Históricamente, la acción de las Fuerzas Armadas en América Latina ha sido funcional a los grupos de poder dominantes en cada uno de los países de toda la región y, aunque en su discurso se han esmerado en echar flores a los pueblos, su constitución fue siempre privilegiando sus intereses sobre las soberanías de los estados.

En el caso de Bolivia, la historia no es distinta, los militares han sido un sector privilegiado de la nación. Aprovechando su rol defensor de la soberanía nacional, se han acomodado en los plácidos beneficios que otorga estar al lado de las clases dominantes y que ostentan el poder del país y se han convertido en socios y cómplices de las confabulaciones contra la patria.

Las declaraciones del golpista Camacho, en las que confiesa que su padre fue quien negoció con ellos para garantizar la consumación del golpe de Estado contra el orden democrático vigente, demuestra que el sonido del dinero marca el ritmo marcial de las botas militares, y que su lealtad a la patria no es tal, sino, que su patria vale tanto como pesa la alforja que les seduce.

El rol constitucional de las Fuerzas Armadas ha sido puesto en tela de juicio por la sabiduría del pueblo profundo, que ha vuelto a recordar cómo, en épocas pasadas, los fusiles apuntaban hacia ellos y la sangre de padres, mujeres y abuelos ha vuelto a manchar otra vez la vida entre los pobres, con el financiamiento de nuestro propio erario.

La dictadura del último año evidenció que la estructura estatal alimenta una voraz fiera, pero ésta no es leal al Estado, sino que modificará su conducta en relación a los intereses de las clases privilegiadas y los militares fueron serviles a quienes, por su angurria, tomaron el poder el año pasado y masacraron bajo órdenes de unos desquiciados sin cuestionarse quienes eran sus víctimas.

En la hora de asumir responsabilidades, el temor por la justicia lleva a la irracional postura de querer desconocer a quien por constitución es su Capitán General, sin entender que precisamente, los Órganos del Estado que son elegidos democráticamente por el pueblo y son los que deben marcar las líneas de dirección del obrar de las Fuerzas Armadas en todos sus niveles.

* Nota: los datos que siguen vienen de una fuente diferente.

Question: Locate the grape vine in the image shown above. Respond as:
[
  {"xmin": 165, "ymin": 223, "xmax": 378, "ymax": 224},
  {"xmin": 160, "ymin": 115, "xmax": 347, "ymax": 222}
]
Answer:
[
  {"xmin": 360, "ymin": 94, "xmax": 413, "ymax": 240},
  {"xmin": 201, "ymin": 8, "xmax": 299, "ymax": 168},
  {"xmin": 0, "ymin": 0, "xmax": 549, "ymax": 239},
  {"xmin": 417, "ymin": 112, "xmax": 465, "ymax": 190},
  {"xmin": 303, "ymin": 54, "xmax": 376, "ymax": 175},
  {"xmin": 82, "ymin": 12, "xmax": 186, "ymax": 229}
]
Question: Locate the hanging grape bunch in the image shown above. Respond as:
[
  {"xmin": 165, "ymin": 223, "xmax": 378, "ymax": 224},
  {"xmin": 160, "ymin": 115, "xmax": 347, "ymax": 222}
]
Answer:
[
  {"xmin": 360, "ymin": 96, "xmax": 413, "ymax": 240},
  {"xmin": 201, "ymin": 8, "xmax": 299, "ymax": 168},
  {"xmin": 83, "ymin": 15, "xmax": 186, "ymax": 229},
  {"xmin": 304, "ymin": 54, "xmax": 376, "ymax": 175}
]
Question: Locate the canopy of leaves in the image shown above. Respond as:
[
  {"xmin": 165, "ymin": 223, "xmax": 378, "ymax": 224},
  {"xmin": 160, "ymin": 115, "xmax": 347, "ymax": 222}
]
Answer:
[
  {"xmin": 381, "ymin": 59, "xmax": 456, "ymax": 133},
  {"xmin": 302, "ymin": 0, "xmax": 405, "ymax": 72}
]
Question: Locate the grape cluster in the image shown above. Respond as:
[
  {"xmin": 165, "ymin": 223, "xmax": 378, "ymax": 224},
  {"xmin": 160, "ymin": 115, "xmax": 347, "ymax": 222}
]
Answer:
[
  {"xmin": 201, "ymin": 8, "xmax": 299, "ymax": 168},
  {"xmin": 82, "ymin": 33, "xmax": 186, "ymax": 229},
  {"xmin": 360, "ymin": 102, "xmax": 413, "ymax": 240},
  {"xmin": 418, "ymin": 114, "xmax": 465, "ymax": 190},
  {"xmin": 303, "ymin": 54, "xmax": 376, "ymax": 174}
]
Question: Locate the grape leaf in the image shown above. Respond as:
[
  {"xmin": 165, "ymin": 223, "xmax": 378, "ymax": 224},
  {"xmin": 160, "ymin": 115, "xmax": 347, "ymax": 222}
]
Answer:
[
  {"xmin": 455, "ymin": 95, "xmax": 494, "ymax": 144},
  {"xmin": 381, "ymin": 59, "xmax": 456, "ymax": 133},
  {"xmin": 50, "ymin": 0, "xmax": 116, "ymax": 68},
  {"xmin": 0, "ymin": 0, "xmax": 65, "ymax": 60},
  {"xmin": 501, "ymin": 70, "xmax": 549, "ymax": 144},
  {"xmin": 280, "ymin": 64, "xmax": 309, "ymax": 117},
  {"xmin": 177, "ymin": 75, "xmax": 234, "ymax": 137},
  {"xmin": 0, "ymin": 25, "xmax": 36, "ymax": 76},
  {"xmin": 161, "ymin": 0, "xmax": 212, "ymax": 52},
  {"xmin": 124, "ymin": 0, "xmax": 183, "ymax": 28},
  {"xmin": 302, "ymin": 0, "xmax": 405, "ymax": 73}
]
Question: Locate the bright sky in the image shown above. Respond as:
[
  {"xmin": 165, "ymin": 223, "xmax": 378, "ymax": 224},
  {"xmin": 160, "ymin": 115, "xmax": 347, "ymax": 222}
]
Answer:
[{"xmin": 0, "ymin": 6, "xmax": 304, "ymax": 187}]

En ese sentido, los militares que rompieron y apoyaron el golpe de Estado, deben responder por sus actos ante las instancias respectivas que están para hacer cumplir la ley y ellos no están fuera del alcance de la ella. No son ellos, la cúpula militar, los que deben reconocer a las instituciones, al revés, son las autoridades electas las encargadas de validar el rol y funciones de los altos mandos para cumplir su desempeño constitucional. Sumisión a la democracia es lo que la patria les exige.

Es preciso que la revolución democrática y cultural iniciada hace ya muchos años empiece a mover las estructuras anquilosadas del vetusto aparato estatal y militar y, desde adentro de las Fuerzas Armadas, se comience a desmantelar todas las instancias conservadoras de la institución para iniciar un lento y largo viraje hacia una vocación militar sometida a los intereses del Estado plurinacional y su reconocimiento como autoridad antiimperial, para que sus miembros puedan comprender desde sus raíces que su origen y fin son la patria.

Es momento de incorporar la institución militar a los tiempos del Estado Plurinacional y llevar a cabo su modernización y esto significa también incorporar cambios en la constitución para garantizar la lealtad de ella en la Carta Magna y asumir el proceso revolucionario desde la sociedad civil y desde el interior de la entidad castrense para que sean un elemento valioso en la construcción del nuevo Estado y no un escollo que acarrear como lastre histórico.